Do you have any thoughts how you wanted to structure the repository further? (i.e. in terms of which groups to split links into)
Also, we might have to define some "notability" guidelines (I personally have many Postgres-related projects I feel would be too tiny to be relevant for this list), but not sure if its needed just yet.
@lfittl Thanks for joining, I'm really glad to have you onboard!
I think that right now, our grouping is fine, but if you have any thoughts/suggestions, I'm open to changes. And definitely, if some awesome resource comes along that is not fit for any of the existing groups, we can always create a new one.

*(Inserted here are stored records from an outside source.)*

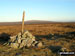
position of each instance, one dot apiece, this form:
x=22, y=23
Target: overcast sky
x=49, y=10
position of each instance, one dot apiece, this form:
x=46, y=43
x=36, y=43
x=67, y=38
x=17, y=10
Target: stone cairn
x=23, y=39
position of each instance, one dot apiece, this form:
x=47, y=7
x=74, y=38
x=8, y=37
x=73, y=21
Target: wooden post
x=23, y=22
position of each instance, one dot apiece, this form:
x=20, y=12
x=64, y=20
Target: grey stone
x=39, y=44
x=22, y=40
x=14, y=45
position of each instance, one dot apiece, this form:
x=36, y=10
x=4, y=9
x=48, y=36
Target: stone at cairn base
x=23, y=40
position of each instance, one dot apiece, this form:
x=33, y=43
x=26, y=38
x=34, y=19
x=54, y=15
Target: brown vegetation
x=54, y=37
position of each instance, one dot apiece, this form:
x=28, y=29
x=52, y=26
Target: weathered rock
x=14, y=45
x=39, y=44
x=22, y=40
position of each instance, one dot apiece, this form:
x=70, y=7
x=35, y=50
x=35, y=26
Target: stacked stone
x=23, y=40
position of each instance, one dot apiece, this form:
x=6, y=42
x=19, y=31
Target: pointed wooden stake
x=23, y=22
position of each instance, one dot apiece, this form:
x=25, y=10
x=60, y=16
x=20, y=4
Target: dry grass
x=53, y=36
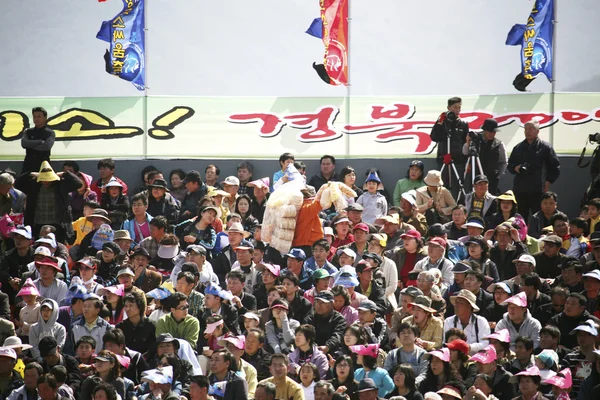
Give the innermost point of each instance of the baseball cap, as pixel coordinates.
(354, 207)
(553, 239)
(298, 254)
(411, 233)
(412, 291)
(436, 230)
(485, 356)
(325, 296)
(503, 335)
(192, 176)
(480, 178)
(125, 271)
(437, 241)
(528, 258)
(232, 181)
(367, 305)
(347, 251)
(320, 273)
(47, 346)
(361, 226)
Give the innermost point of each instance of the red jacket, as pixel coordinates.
(308, 225)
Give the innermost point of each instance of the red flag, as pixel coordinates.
(334, 14)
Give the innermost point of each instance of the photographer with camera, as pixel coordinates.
(450, 133)
(535, 166)
(491, 152)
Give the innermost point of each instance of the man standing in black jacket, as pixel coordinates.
(450, 124)
(37, 141)
(492, 154)
(329, 324)
(535, 166)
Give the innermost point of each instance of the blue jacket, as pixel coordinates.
(129, 225)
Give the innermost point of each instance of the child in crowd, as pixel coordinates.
(593, 213)
(64, 390)
(309, 376)
(374, 203)
(115, 203)
(284, 160)
(84, 354)
(29, 314)
(579, 243)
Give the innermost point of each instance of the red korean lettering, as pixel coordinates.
(399, 111)
(475, 119)
(543, 118)
(271, 123)
(574, 117)
(320, 124)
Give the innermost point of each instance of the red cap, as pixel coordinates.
(439, 241)
(459, 345)
(412, 233)
(361, 226)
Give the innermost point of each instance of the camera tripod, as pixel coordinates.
(474, 163)
(449, 163)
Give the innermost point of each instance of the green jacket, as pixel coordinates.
(188, 329)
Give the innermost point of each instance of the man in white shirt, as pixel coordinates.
(474, 326)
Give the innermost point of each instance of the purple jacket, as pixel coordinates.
(318, 358)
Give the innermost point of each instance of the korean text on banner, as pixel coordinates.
(535, 39)
(125, 33)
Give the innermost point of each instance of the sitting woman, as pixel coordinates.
(459, 355)
(199, 230)
(280, 329)
(348, 177)
(479, 251)
(413, 180)
(108, 371)
(307, 351)
(242, 207)
(434, 200)
(367, 357)
(343, 375)
(507, 209)
(440, 372)
(405, 383)
(341, 227)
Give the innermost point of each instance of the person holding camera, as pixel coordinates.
(491, 151)
(450, 132)
(535, 166)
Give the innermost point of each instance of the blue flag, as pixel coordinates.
(316, 28)
(125, 33)
(535, 39)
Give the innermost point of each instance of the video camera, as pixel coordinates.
(594, 138)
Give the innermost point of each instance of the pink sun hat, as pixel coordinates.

I think having some notability guidelines would be great. Something along the lines of:
- Any project newer than 6 months is not open for inclusion just yet
- Project must be well maintained, and should have a fairly regular commit history
- Project should be able to demonstrate popularity or usage (GitHub stars, etc.). We do not want to include projects no one uses since then there is no incentive for someone else to maintain it if the original maintainer steps down.
Let me know your thoughts.
@dhamaniasad +1
Re: notability, I like your list and think that'd be a good and fair way to go about it. Do you want to codify this either in the README itself or in a separate file?
Specifically right now I'm unsure re: #47 and #50, both interesting projects, but it feels like if we applied these criteria they aren't the perfect fit at this time.
We could codify the notability guidelines in the CONTRIBUTING.md file.
For #47 and #50(and other similar projects), there's two sides to the coin.
On the one hand, we do not know much about these projects and where they're headed, and people who find out about these projects from awesome-postgres and end up relying on them could face issues in the future.
On the other hand, people will find out about these projects from awesome-postgres, which will drive up the numbers and give the authors more motivation, and the ball gets rolling.
This is a tough decision to make, but we should not include very new projects in either case. We could leave the PRs open and reconsider the projects for inclusion at a later time.
I'll go ahead and close this issue now.